LOL, kinda what i figured thanks for the help anyways!


----------



## precisionworks (Oct 27, 2008)

There's a nice Enco 13" just listed on Craigslist Chicago:
http://chicago.craigslist.org/nwc/tls/895149824.html

Also a Sears/Craftsman/Atlas with a gawdawful paint job:
http://chicago.craigslist.org/nwc/tls/888034398.html


----------



## gadget_lover (Oct 27, 2008)

Is it time to do a thread on how to find a starter lathe?



Maybe a simple cross reference of common models, capacities, weights, sizes and capabilities?

For getting "into some little metal parts", the 13 inch Enco is likely to be overkill, but you never know. Judging from 04orgZx6r's posts, he's looking for small and cheap, most likely a bench-top model. 

If the parts to be made are truly small ( under 5 inches long ) then almost anything will work, if in good shape. Good possibilities are machines with the numbers 8x12, 9x20, or the names "Soutbend", Atlas or Craftsman.

Be aware that lathes are, by design, heavy pieces of equipment. The 13 inch Enco, while a steal at $1000, weighs over 1000 pounds and will cost a fortune to move. Even a tiny little Harbor Freight 7x10 will weigh in at around 100 pounds.
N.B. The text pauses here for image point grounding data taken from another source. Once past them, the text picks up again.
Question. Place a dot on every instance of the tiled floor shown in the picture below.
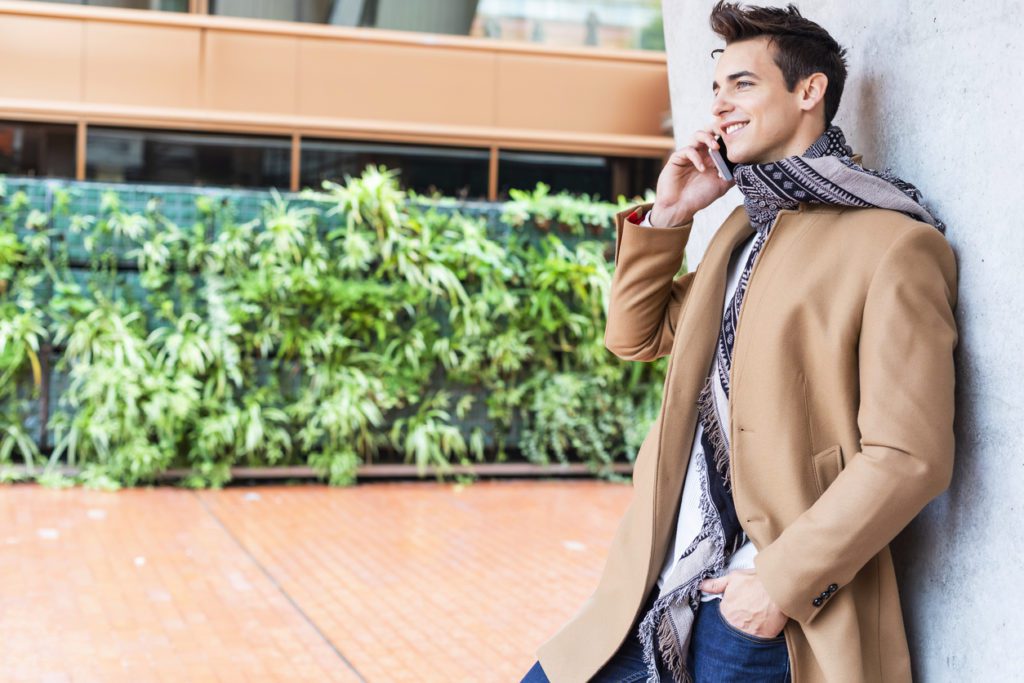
(381, 582)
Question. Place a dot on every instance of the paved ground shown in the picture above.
(382, 582)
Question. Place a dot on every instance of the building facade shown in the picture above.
(466, 97)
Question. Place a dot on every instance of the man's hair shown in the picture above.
(802, 47)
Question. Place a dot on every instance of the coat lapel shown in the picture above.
(696, 335)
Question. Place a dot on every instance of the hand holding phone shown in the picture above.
(687, 184)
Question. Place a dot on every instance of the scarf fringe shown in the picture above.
(716, 433)
(657, 626)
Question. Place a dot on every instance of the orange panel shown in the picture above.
(141, 65)
(250, 72)
(395, 82)
(561, 93)
(40, 58)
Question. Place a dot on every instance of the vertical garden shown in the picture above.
(148, 329)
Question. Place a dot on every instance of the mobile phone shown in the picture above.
(721, 159)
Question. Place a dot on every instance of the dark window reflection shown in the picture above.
(607, 177)
(37, 148)
(200, 159)
(606, 24)
(457, 172)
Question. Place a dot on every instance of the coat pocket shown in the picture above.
(826, 466)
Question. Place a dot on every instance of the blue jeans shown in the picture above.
(719, 653)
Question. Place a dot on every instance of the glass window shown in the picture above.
(37, 148)
(609, 24)
(186, 158)
(460, 172)
(607, 177)
(163, 5)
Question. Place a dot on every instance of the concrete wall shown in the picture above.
(934, 92)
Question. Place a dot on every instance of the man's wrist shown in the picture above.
(667, 218)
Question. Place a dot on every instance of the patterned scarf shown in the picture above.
(823, 174)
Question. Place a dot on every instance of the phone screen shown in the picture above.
(721, 159)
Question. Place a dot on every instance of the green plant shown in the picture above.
(330, 328)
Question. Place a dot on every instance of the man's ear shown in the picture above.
(812, 90)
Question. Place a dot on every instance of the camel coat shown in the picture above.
(842, 424)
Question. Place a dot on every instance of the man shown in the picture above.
(808, 407)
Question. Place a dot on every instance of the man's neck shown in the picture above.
(797, 144)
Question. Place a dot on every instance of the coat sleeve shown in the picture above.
(645, 299)
(905, 419)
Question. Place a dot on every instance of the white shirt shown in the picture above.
(689, 519)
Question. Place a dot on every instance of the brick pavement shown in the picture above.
(377, 583)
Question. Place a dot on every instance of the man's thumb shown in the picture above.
(715, 585)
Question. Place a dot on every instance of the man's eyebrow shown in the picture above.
(733, 77)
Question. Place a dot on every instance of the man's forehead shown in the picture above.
(747, 55)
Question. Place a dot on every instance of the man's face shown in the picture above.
(749, 87)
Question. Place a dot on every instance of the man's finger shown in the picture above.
(715, 585)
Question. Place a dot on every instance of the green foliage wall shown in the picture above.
(204, 329)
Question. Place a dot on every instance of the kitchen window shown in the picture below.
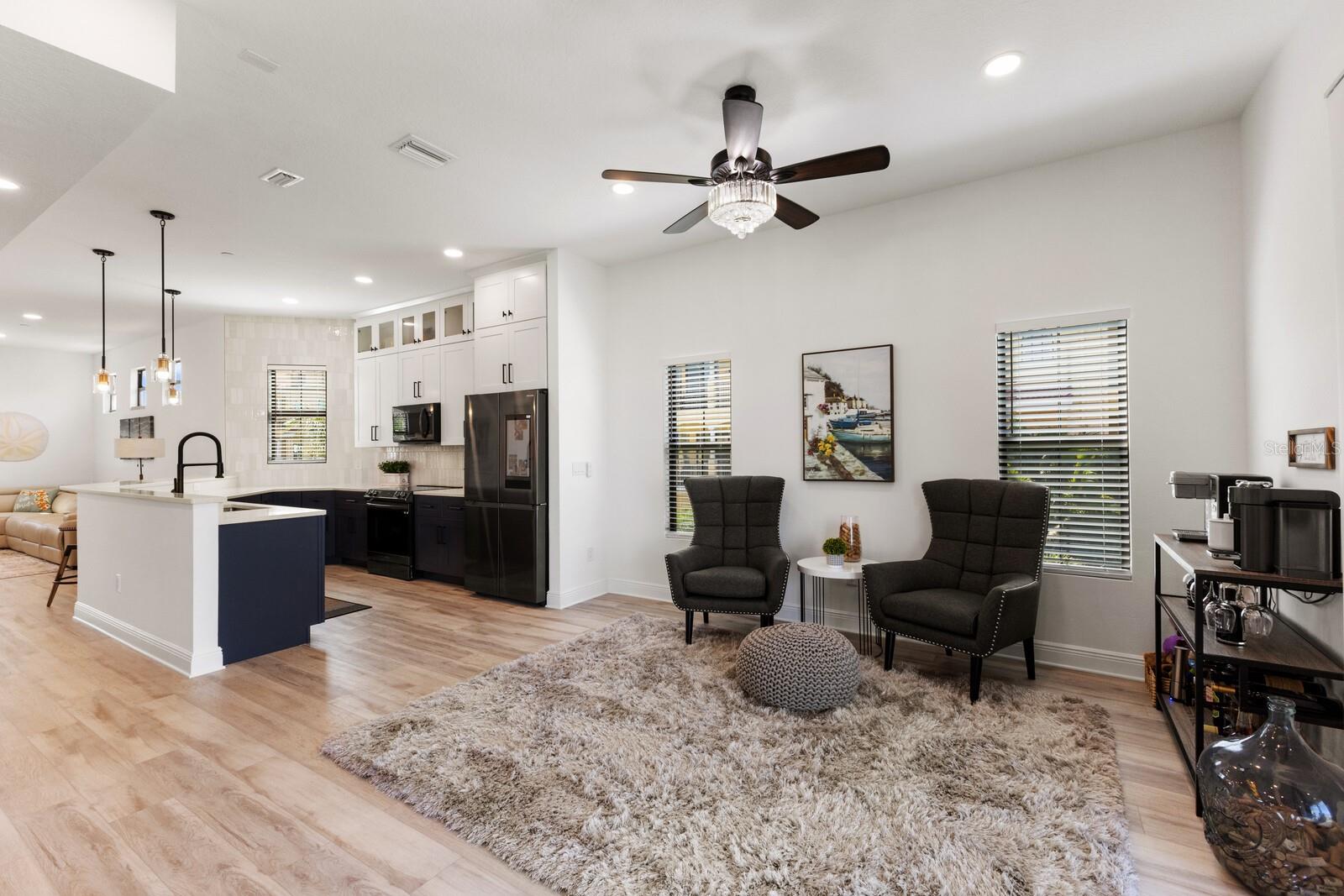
(140, 391)
(699, 432)
(296, 414)
(1063, 421)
Good luck with your search.

Daniel


----------



## precisionworks (Oct 27, 2008)

> over 1000 pounds and will cost a fortune to move.
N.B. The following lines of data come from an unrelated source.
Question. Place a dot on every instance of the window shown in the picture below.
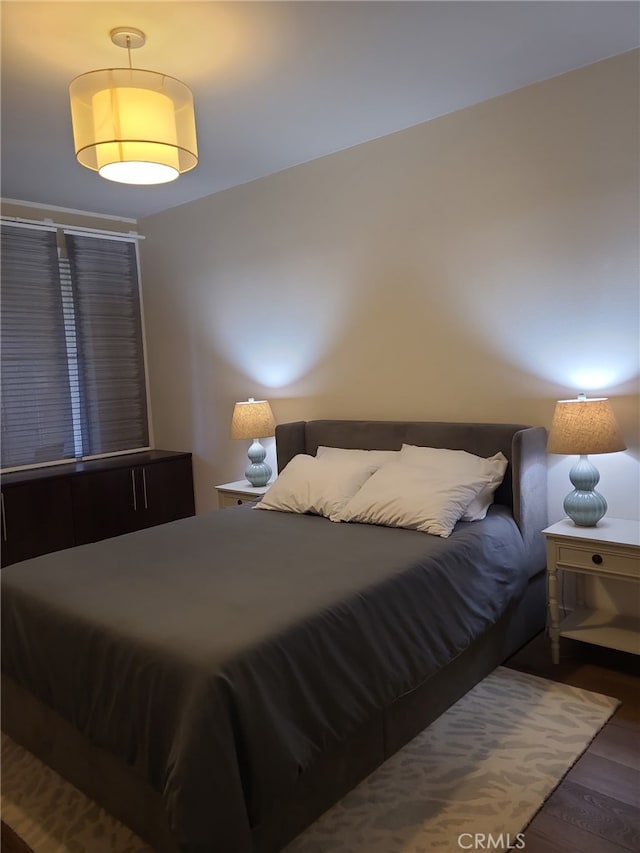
(73, 376)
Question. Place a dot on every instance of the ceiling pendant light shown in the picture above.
(133, 126)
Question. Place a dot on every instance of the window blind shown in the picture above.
(110, 359)
(73, 373)
(37, 422)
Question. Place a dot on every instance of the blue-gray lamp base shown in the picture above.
(258, 472)
(584, 506)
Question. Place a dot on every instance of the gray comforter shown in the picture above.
(221, 654)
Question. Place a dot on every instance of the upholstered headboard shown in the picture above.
(524, 489)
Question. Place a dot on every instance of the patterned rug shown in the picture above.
(485, 766)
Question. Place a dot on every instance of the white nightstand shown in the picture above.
(240, 492)
(610, 550)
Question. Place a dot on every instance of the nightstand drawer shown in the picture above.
(598, 560)
(227, 500)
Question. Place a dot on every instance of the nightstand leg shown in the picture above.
(554, 614)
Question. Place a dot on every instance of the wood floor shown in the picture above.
(596, 808)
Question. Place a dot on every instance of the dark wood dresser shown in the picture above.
(47, 509)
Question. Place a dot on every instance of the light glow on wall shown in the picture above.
(274, 329)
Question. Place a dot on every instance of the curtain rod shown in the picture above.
(49, 224)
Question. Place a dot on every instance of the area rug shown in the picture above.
(485, 766)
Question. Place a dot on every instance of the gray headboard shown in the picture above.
(524, 489)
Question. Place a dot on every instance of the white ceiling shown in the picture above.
(276, 83)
I mentioned that machine because of the location -- not too far to drive & pick it up. When you subtract out the value of the Aloris quick change tool post, the lathe is costing only $500


----------



## 04orgZx6r (Oct 27, 2008)

gadget_lover said:


> Is it time to do a thread on how to find a starter lathe?


Yes:twothumbs



precisionworks said:


> I mentioned that machine because of the location -- not too far to drive & pick it up. When you subtract out the value of the Aloris quick change tool post, the lathe is costing only $500


Thanks for the suggestions, I wish i could afford that enco.:naughty:
Something like that Craftsman may be exactly what I am looking for, definitely something benchtop i think. The biggest parts I would probably try, would be M*G tubes, but I don't know if a benchtop lathe could handle those? Also cheap is a key factor


----------



## G1K (Oct 27, 2008)

That blue on the craftsman linked above is pretty close to the original color...

Here's my former craftsman, a little darker than the original blue.
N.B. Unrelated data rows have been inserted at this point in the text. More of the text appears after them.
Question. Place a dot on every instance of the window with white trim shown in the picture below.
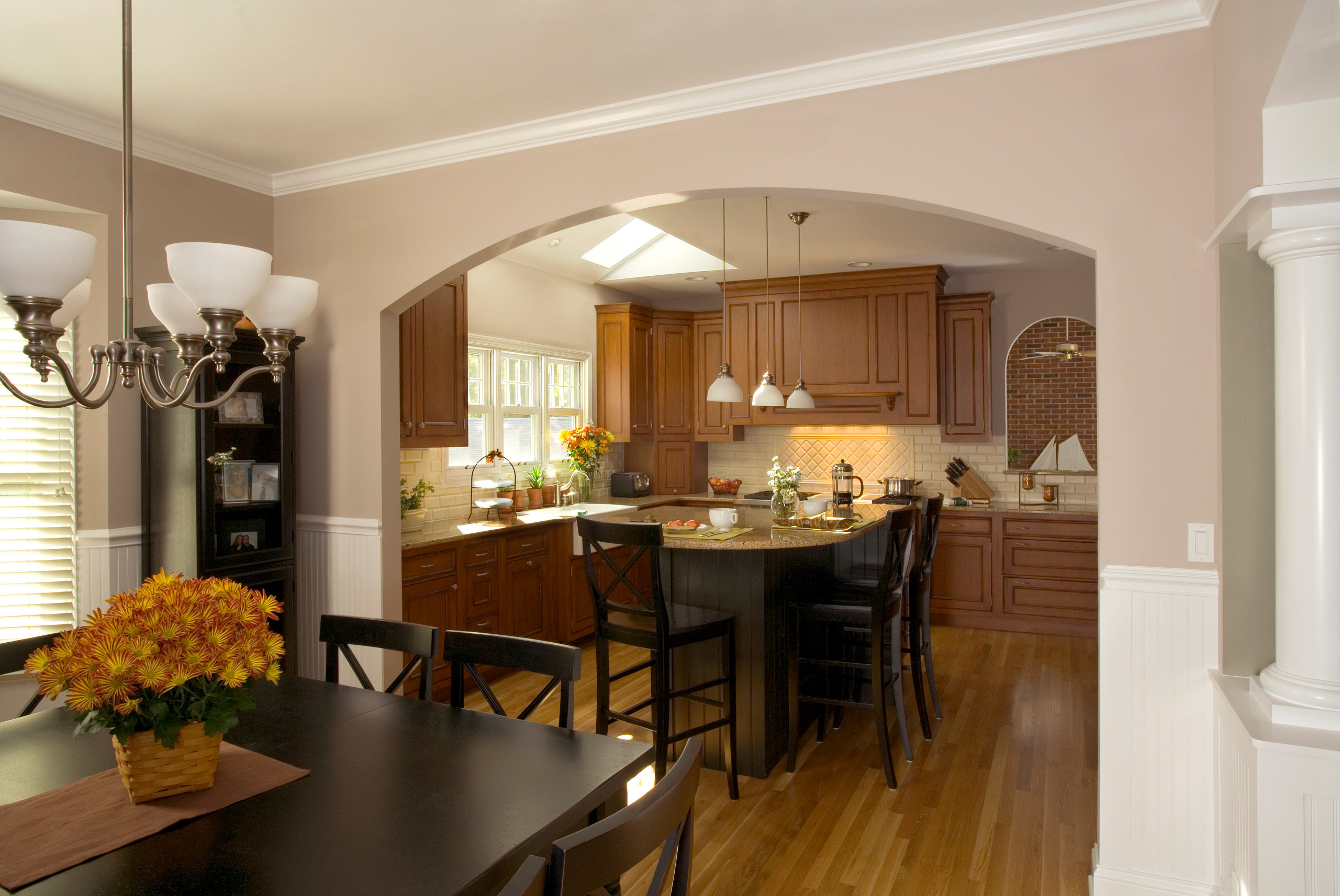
(520, 398)
(37, 500)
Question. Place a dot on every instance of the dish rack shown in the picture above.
(498, 504)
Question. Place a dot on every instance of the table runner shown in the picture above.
(93, 816)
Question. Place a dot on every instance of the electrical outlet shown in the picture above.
(1200, 542)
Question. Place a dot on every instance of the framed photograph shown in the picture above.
(264, 483)
(242, 536)
(243, 408)
(238, 481)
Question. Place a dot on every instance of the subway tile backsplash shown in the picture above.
(875, 452)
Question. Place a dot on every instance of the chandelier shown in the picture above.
(43, 279)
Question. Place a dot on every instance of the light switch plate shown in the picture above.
(1200, 542)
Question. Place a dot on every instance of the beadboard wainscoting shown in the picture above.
(108, 562)
(1158, 634)
(339, 571)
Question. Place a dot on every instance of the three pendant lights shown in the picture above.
(725, 389)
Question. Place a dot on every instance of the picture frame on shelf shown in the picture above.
(243, 408)
(264, 483)
(240, 536)
(238, 476)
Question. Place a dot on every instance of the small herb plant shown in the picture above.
(413, 499)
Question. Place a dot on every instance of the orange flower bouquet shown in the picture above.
(173, 662)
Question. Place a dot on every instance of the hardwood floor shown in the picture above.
(1004, 799)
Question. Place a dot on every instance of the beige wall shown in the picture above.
(171, 207)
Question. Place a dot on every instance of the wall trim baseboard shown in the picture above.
(1114, 882)
(339, 525)
(1115, 23)
(122, 537)
(1169, 580)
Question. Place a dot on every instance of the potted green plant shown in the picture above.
(535, 480)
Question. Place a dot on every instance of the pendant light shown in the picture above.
(800, 397)
(768, 394)
(724, 389)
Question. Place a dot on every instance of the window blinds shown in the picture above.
(37, 500)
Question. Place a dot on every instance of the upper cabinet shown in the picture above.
(867, 344)
(965, 350)
(625, 381)
(433, 374)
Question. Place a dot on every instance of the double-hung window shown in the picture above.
(520, 398)
(37, 500)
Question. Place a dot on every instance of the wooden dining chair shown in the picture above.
(342, 633)
(467, 651)
(15, 654)
(583, 861)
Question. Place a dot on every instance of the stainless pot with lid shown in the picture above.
(900, 487)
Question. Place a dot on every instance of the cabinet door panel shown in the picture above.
(961, 578)
(526, 598)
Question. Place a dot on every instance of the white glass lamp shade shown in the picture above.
(800, 397)
(218, 275)
(285, 303)
(74, 305)
(768, 394)
(725, 387)
(71, 306)
(42, 260)
(175, 310)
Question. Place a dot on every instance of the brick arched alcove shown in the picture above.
(1048, 397)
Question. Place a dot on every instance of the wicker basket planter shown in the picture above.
(152, 772)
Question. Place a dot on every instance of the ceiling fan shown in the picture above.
(1066, 351)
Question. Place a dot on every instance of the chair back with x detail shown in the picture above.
(341, 633)
(467, 651)
(585, 861)
(15, 654)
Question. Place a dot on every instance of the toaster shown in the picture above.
(630, 485)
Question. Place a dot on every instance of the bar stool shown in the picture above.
(656, 626)
(858, 606)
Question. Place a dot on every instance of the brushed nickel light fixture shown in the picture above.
(768, 394)
(43, 268)
(724, 389)
(800, 397)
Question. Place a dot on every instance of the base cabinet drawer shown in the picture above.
(1051, 559)
(1049, 598)
(961, 578)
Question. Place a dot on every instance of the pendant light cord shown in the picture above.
(128, 156)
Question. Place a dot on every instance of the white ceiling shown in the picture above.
(279, 85)
(836, 233)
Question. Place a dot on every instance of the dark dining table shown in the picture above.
(404, 797)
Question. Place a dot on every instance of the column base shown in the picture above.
(1291, 712)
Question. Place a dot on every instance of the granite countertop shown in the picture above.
(763, 537)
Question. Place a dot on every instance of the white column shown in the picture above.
(1307, 473)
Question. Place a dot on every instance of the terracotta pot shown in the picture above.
(152, 772)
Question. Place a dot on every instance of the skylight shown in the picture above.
(622, 243)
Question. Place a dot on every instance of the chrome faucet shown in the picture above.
(567, 492)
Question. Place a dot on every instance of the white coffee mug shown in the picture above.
(724, 519)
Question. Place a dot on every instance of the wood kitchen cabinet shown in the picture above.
(1024, 572)
(866, 342)
(965, 374)
(433, 373)
(625, 381)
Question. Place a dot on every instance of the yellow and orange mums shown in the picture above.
(165, 642)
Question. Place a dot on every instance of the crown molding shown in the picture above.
(1042, 38)
(1116, 23)
(73, 122)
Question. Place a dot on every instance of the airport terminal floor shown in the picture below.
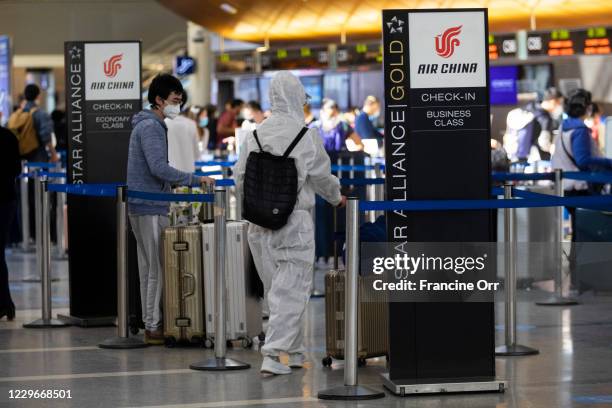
(572, 368)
I sold it this weekend for $450. Not sure if that's in or out of you price range, but consider that what ever lathe you get if it does not come with a lot of tooling, you'll easily spend 2-3X the cost of the lathe to get comfortably tooled.
Ryan


----------



## 04orgZx6r (Oct 30, 2008)

Okay hows this one look?

Heres the description:
CRAFTSMAN BENCH LATHE 120V MOUNTED ON A DESK TOP,NICE SHAPE,EXTRA GEARS,BOOK.I THINK ITS A 6"X30"
http://img401.imageshack.us/my.php?image=lathe3yk1.jpg



A few more questions, I'm looking to make some heatsinks, fin aluminum and make threads, what would be my limits on a machine like this.
Also what questions should I ask before I would buy?
How much is it worth?
Sorry for all of the questions....

Thanks for all of the help so far:thumbsup:


----------



## gadget_lover (Oct 30, 2008)

Judging by the size of the hand-wheels, that is more than a 6 inch throw.

Using a steadyrest, you can turn long lights like a 4 D mag. 

The toolpost is an old style, but it's quite usable.

You will want to ask how the motor is wired. 110 VS 220.

You will want as many accessories as possible. They can be expensive to buy later.

I don't know how to check for wear, but a straightedge on the ways should show little to no wear. Everything should move smoothly.


Daniel


----------



## gadget_lover (Oct 31, 2008)

I recommend this web site for general info on buying used lathes.

http://www.mermac.com/index.html


Danile


----------



## KC2IXE (Oct 31, 2008)

gadget_lover said:


> I recommend this web site for general info on buying used lathes.
> 
> http://www.mermac.com/index.html
> 
> ...



Dave's shop was here on the island, before it moved to PA, then shut. I wonder how he's doing. Said to me just before he moved "The used machine supply on Long Island is GONE, time to move"


----------



## Doh!Nut (Nov 7, 2008)

I have found Lathes.co.uk to be a good resource on some older lathes, and mini-lathe.com useful for the small new chinese end of the market.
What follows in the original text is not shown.